Commenta così il sindaco di Calenzano Giuseppe Carovani, dopo la presentazione in Regione Toscana, questa mattina, del Protocollo d’Intesa alla presenza del presidente della Regione Toscana Eugenio Giani, del primo cittadino calenzanese, del direttore Industrial transformation di Eni Giuseppe Ricci, dell’amministratore delegato di Eni Industrial Evolution Umberto Carrara.

"Dopo un anno e mezzo dalla tragedia - prosegue - che ha causato la morte di 5 lavoratori, a cui Calenzano ha dedicato un monumento inaugurato lo scorso 9 dicembre alla presenza della cittadinanza, delle Autorità e dei familiari delle vittime, andiamo a tracciare una prospettiva di sviluppo completamente diversa legata alle energie rinnovabili. Il Protocollo definisce nel dettaglio gli impegni che Eni si assume per la bonifica ambientale, delle richieste autorizzative necessarie per la demolizione dei depositi e per la riconversione del sito, ma anche per il mantenimento dei posti di lavoro e per dare nuove opportunità occupazionali.

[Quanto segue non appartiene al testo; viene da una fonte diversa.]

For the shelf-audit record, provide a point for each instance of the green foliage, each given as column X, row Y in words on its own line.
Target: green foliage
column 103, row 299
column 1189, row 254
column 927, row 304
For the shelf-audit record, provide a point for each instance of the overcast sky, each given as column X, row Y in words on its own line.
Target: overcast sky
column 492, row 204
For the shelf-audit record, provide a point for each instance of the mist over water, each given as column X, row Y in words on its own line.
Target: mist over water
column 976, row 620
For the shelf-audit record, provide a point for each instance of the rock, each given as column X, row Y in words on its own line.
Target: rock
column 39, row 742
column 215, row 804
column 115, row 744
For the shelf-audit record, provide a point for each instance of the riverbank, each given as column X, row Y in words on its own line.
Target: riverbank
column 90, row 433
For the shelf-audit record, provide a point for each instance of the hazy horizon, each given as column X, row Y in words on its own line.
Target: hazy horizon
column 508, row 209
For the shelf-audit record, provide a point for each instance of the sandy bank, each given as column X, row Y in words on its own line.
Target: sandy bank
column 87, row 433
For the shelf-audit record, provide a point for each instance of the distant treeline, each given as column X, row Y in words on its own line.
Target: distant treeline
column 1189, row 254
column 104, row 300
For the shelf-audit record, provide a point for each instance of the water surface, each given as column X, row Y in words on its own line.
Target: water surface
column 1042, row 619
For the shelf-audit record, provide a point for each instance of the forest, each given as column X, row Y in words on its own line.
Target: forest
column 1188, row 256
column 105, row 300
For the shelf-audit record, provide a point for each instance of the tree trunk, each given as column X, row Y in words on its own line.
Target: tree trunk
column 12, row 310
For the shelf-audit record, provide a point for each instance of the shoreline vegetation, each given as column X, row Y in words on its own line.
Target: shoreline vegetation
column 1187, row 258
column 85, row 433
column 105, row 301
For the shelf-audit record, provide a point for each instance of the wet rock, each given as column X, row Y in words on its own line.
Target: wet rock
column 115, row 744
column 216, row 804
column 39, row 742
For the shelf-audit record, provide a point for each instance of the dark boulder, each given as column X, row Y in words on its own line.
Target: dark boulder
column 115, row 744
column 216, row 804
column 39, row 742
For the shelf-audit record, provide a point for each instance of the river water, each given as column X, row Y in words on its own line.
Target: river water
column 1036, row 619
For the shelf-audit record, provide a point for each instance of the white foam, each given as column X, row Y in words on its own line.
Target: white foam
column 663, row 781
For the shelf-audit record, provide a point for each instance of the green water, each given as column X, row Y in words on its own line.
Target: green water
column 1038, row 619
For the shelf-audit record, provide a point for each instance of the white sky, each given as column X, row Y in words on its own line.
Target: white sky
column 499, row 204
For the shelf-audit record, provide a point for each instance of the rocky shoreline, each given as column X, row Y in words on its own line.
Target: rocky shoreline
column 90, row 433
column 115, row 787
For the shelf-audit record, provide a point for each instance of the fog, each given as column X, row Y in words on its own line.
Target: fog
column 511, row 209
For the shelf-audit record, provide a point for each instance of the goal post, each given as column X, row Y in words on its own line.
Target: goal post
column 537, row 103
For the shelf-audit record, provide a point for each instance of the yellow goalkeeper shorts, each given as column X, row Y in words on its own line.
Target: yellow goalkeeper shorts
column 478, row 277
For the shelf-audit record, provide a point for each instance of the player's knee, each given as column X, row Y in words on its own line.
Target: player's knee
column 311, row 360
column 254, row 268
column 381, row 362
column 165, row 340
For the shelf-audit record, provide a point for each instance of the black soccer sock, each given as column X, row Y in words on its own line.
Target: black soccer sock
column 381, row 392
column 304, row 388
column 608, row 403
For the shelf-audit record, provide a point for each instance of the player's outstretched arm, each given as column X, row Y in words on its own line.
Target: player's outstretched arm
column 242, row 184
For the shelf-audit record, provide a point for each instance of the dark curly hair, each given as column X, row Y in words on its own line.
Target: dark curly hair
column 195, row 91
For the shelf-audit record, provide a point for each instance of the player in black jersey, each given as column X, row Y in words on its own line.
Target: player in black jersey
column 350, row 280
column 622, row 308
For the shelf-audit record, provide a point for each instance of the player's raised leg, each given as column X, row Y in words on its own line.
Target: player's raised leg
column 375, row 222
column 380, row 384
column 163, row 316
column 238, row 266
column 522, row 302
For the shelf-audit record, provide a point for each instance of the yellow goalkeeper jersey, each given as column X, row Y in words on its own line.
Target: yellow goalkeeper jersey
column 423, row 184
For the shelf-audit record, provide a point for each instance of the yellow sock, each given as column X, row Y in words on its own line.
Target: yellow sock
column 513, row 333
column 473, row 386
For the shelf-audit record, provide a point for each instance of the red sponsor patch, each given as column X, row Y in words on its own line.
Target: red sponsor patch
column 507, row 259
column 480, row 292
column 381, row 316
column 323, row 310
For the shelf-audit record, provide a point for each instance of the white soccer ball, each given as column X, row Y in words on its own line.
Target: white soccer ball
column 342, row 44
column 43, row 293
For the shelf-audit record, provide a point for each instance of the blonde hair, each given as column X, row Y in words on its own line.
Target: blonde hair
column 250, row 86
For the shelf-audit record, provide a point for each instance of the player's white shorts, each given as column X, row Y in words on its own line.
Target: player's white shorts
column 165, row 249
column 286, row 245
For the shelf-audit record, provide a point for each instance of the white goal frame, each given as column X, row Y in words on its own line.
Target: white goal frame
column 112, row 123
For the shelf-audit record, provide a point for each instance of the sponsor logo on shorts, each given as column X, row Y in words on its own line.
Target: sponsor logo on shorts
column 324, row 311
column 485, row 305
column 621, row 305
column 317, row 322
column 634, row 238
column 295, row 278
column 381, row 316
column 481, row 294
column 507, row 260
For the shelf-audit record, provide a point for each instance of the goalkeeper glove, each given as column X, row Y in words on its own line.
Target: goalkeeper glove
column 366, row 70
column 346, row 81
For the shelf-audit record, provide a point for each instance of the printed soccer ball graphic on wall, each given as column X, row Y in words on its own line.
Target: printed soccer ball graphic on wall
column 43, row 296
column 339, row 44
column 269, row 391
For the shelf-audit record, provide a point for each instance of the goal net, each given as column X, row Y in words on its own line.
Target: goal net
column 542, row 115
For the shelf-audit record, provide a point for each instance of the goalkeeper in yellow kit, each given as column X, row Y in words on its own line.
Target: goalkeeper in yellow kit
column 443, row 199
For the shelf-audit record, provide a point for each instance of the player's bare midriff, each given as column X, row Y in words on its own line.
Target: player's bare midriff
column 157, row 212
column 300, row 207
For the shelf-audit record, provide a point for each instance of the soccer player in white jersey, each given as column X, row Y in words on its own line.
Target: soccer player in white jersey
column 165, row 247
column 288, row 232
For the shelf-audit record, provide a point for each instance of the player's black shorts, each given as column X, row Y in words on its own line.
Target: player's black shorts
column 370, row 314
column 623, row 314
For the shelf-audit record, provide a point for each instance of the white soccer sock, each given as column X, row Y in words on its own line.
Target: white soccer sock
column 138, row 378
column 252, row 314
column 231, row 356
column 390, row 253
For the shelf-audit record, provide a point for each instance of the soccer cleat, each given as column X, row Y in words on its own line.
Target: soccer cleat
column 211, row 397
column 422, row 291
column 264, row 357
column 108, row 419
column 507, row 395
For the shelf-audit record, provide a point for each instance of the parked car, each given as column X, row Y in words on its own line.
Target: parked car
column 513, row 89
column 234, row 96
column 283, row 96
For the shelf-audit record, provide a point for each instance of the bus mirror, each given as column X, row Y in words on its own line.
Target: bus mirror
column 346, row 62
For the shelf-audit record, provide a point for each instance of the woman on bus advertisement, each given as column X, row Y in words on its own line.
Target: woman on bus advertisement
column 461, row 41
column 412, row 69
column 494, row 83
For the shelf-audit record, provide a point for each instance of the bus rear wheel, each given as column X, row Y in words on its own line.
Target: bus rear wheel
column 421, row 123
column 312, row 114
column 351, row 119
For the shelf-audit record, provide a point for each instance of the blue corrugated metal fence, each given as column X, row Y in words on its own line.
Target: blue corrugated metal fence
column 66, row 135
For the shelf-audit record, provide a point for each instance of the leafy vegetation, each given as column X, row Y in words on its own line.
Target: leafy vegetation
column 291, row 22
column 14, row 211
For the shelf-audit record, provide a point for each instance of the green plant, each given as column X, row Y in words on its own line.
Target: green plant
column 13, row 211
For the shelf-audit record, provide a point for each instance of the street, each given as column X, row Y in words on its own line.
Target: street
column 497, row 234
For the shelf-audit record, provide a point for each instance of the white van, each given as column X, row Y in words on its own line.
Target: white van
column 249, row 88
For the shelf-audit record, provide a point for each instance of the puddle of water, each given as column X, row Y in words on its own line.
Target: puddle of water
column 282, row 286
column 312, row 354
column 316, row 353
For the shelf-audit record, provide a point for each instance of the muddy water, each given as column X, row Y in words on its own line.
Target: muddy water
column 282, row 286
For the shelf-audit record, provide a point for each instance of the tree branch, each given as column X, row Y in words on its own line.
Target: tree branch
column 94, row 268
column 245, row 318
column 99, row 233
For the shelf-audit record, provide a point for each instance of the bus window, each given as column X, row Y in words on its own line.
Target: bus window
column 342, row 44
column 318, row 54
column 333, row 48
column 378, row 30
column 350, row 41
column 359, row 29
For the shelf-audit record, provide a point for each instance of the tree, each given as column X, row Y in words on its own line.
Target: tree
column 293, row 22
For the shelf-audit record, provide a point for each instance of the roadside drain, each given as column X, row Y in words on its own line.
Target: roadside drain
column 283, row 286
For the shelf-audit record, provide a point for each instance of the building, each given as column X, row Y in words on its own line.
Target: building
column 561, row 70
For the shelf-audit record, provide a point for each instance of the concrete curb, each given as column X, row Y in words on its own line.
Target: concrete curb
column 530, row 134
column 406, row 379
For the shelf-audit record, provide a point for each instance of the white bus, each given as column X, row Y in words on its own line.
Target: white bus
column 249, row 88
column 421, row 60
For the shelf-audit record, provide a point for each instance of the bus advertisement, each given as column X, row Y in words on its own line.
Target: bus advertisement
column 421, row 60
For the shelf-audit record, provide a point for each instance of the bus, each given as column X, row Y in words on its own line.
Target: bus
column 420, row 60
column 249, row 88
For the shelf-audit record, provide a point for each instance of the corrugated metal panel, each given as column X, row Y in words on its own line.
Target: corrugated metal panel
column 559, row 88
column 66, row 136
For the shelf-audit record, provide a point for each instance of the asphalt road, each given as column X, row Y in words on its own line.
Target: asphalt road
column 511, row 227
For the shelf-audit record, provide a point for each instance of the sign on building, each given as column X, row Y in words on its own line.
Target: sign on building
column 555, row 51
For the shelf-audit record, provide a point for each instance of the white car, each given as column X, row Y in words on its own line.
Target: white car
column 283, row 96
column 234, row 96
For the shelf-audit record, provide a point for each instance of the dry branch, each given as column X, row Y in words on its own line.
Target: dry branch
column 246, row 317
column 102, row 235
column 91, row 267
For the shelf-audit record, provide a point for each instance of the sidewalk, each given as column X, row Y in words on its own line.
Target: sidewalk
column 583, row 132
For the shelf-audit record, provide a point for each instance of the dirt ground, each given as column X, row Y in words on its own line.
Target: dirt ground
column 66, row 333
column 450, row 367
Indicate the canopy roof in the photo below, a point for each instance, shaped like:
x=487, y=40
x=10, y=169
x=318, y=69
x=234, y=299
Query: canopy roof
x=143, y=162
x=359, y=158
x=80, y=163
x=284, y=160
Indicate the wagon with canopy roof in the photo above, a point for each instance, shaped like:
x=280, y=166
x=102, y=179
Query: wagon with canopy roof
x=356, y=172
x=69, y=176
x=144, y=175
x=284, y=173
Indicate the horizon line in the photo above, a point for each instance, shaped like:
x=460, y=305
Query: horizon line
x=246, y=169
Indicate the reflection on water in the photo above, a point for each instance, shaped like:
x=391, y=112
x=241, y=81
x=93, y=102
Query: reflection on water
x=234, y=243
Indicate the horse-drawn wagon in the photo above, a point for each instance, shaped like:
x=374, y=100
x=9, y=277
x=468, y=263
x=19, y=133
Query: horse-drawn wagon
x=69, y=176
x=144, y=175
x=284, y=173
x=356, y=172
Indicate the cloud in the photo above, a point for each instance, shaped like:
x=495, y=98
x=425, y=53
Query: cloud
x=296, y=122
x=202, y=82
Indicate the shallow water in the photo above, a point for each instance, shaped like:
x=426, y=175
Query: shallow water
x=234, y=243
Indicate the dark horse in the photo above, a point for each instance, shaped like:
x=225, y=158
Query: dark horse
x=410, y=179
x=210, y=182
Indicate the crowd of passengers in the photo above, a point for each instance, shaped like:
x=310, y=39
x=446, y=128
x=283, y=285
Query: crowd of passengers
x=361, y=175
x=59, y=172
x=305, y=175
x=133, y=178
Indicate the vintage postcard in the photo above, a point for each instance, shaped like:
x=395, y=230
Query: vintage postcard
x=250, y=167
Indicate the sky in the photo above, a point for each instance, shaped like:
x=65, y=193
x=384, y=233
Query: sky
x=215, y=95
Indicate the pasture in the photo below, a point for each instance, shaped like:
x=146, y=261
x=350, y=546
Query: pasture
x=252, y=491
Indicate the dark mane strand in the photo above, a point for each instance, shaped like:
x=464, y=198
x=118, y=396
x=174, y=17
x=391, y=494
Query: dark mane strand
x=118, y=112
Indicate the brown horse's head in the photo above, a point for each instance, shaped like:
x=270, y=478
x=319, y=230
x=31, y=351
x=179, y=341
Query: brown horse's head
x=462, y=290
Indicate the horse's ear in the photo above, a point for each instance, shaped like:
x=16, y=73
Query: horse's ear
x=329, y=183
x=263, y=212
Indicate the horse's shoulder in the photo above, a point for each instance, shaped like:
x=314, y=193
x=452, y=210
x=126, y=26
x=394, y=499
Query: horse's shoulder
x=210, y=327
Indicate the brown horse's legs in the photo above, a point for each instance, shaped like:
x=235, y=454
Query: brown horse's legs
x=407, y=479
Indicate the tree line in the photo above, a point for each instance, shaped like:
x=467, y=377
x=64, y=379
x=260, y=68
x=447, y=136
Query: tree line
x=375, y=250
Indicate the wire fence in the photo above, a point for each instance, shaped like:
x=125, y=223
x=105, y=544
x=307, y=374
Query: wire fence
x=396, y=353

Sarà realizzato un impianto di energie rinnovabili di 21 MegaWatt complessivi, capace di soddisfare circa un sesto dei consumi di Calenzano. Un impianto di 1 MegaWatt sarà disposizione della comunità energetica locale, oltre a un riconoscimento al Comune del valore dell’energia prodotta dall’hub, fino a un massimo di 30 anni".

"Accanto a questo c’è la prospettiva, da concretizzare con la Regione entro i prossimi sei mesi, del potenziamento della stazione di Pratignone e di un incremento delle fermate dei treni che vi transitano, nonché di un piano di recupero dell’immobile ex Omni in via di Le Prata di proprietà della Regione, da mettere a disposizione di servizi per la comunità e delle associazioni locali".